Red construye un producto de entretenimiento digno con una guapa Famke Janssen como reclamo principal. La actriz se adapta perfectamente a un papel donde lidia en solitario con un maltrato permanente, en escenas que a veces recuerdan más a una película de Bud Spencer por la contundencia de los golpes que a un cuento de fantasmas tradicional. Hay tensión, pero también varios "peros".
El principal pecado son las prisas por inyectar adrenalina, lo que deriva en deficiencias graves. Los efectos digitales del difunto son toscos: un holograma que se materializa como humo pero pega mamporros dignos de Hulk.
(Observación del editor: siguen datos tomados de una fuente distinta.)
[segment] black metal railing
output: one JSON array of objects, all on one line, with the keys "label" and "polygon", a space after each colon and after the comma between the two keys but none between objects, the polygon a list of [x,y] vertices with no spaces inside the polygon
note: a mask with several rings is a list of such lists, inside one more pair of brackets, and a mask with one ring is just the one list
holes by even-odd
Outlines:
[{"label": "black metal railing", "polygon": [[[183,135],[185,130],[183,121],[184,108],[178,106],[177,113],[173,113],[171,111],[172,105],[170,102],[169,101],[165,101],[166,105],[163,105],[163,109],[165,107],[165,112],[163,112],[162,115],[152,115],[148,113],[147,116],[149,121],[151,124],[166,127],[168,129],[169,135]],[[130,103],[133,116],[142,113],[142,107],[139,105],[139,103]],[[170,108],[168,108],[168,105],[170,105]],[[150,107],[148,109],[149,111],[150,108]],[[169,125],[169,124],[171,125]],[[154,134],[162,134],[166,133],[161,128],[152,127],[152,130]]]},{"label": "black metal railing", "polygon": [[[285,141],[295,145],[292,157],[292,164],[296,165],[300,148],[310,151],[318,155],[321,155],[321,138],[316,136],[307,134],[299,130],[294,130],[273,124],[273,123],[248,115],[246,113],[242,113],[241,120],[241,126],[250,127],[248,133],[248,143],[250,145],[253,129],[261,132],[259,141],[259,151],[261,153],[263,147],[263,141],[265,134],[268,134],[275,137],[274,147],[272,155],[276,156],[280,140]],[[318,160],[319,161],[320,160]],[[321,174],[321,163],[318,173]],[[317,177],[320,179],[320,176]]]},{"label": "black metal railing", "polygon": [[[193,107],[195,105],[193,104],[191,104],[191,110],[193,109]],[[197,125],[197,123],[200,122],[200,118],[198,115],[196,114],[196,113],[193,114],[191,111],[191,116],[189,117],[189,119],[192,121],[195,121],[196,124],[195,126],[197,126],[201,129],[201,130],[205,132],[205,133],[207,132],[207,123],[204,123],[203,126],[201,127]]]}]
Además, los giros de actitud del policía secundario son difíciles de justificar y la protagonista asume la presencia del fantasma con una rapidez asombrosa, llegando a realizar conjuros caseros o desbocar su libido sin importarle el peligro de muerte.
Es una idea original que no supo trabajar el ritmo ni cuadrar el guion. Pese a alguna escena cercana al gore y una Janssen entregada, se queda en un entretenimiento digno para acompañar las palomitas, pero que no logra que el engranaje emocional gire con fuerza.
Nacionalidad: USA.
Duración: 105 min.
Dir: Eric Red.
Int: Famke Janssen, Bobby Cannavale, Ed Westwick.